1. La limpieza: El primer paso
Antes de utilizar cualquier producto, la tabla debe estar inigualable. Durante la temporada, la base acumula restos de grasa de los remontes, polen, tierra y cera vieja.
- ¿Cómo llevarlo a cabo? Usa un limpiador de suelas específico (base cleaner) o un desengrasante cítrico suave. Aplícalo con un paño que no suelte pelusa para remover toda la mugre.
- Consejo extra: No uses disolventes fuertes de ferretería, ya que podrían resecar la base de polietileno de tu tabla.
2. El afilado de cantos: Control total en el hielo
Los cantos son los bordes metálicos de tu tabla. Son los responsables de que logres girar y frenar, en especial en el momento en que la nieve está dura.
- Herramientas: Precisarás una guía de ángulos y una lima para cantos.
- El proceso: Desliza la lima siempre y en todo momento en la misma dirección (de la espátula a la cola). No tiene que ver con quitar bastante metal, sino más bien de remover las rebabas o pequeñas muescas ocasionadas por piedras.
- Prueba de fuego: Pasa la uña por el canto; si se levanta una pequeña capa de queratina, ¡están perfectos!
3. El encerado: El secreto de la agilidad
Esta es la parte más gratificante. Una tabla bien encerada fluye sobre la nieve y protege la suela de la abrasión.
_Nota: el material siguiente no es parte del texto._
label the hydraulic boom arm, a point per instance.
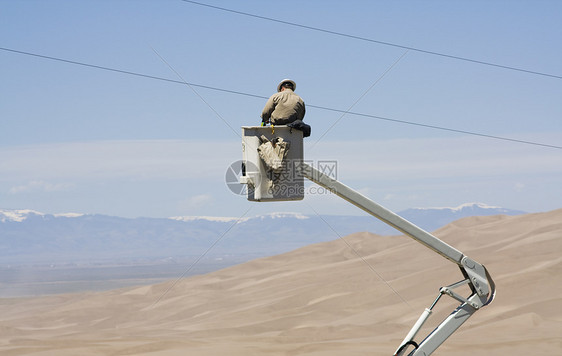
(474, 274)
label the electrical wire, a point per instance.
(435, 127)
(341, 34)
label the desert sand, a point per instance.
(358, 295)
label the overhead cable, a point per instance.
(265, 97)
(360, 38)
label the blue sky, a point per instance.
(80, 139)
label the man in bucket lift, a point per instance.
(284, 107)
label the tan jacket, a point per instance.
(283, 108)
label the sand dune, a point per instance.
(324, 299)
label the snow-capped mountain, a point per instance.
(28, 236)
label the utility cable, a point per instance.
(435, 127)
(341, 34)
(358, 100)
(195, 91)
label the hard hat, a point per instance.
(286, 81)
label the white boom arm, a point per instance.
(475, 275)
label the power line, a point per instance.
(360, 38)
(265, 97)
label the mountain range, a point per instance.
(31, 237)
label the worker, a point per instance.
(285, 106)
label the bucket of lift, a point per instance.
(271, 163)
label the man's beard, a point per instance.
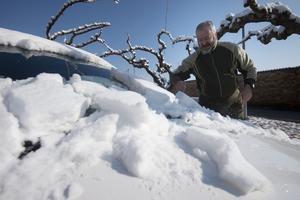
(209, 48)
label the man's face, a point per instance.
(206, 38)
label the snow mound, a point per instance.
(154, 140)
(56, 110)
(232, 166)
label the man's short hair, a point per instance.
(204, 24)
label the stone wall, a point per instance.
(278, 88)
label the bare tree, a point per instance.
(283, 22)
(129, 55)
(74, 32)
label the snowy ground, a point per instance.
(147, 144)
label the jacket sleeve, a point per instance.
(246, 66)
(184, 70)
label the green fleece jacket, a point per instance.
(216, 71)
- ¿Qué necesitas? Una plancha de encerado (o una vieja sin agujeros para el vapor), cera (elige una según la temperatura de la nieve) y una rasqueta de metacrilato.
- Pasito a pasito:
- Funde la cera: Deja caer gotas de cera sobre la tabla.
- Prolonga: Pasa la plancha de forma lenta a fin de que la cera penetre en los poros de la suela. ¡Precaución con no abrasar la tabla! La plancha siempre y en todo momento debe estar en movimiento.
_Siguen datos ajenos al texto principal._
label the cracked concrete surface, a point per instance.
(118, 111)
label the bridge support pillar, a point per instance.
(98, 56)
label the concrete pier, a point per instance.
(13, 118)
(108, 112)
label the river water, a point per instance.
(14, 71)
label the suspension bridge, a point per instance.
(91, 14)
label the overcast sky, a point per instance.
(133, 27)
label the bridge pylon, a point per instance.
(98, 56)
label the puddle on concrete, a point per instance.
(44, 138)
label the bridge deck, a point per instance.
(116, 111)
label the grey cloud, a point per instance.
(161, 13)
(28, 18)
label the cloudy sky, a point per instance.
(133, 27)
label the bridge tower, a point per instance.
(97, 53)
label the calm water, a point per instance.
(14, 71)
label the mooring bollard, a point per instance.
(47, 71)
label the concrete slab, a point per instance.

- Enfriado: Deja que la tabla se enfríe a temperatura ambiente durante cuando menos 30 minutos (mejor unos cuantos horas).
- Rascado: Retira el exceso de cera con la rasqueta hasta el momento en que parezca que no queda nada. Lo que importa es la cera que ha entrado en el poro, no la que queda encima.
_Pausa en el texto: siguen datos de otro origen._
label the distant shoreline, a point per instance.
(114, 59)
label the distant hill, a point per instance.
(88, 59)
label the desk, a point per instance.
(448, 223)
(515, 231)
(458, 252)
4. Reparación de daños (P-Tex)
Si pasaste sobre una roca y tienes un "orificio" en la suela, no ingreses en pavor.
- Emplea una barra de P-Tex. Enciéndela con un mechero y deja que las gotas rellenen el hueco.
- Una vez seco, lima delicadamente o raspa el sobrante a fin de que quede nivelado con el resto de la suela.
- Nota: Si el daño llega hasta la madera (core shot), lo destacado es llevarla a un taller profesional.
5. Almacenaje en el final de la temporada
En el momento en que llega el calor y toca almacenar el aparato, no cometas el fallo de dejarla en cualquier ubicación.
- Cera de almacenaje: Aplica una cubierta espléndida here de cera pero no la rasques. Esto sellará la suela y evitará que se oxide el canto durante el verano.
- Rincón seco: Guárdala en un espacio fresco, seco y distanciado de la luz del sol directa. Impide el estacionamiento húmedo si no deseas hallar los cantos oxidados en el último mes del año.
Conclusión
Sostener tu tabla tú mismo no solo te ahorra dinero, sino que te contribuye a conocer mejor tu aparato. Una tarde de mantenimiento con música y una bebida fría es el ritual idóneo para elaborar tu próxima fuga a la montaña.
¿Y tú? ¿Cada cuánto enceras tu tabla? ¡Cuéntanos tus trucos en los comentarios!
¿Te ha dado gusto este articulo? No olvides compartirlo con tu "snowbuddy" que siempre lleva la tabla seca.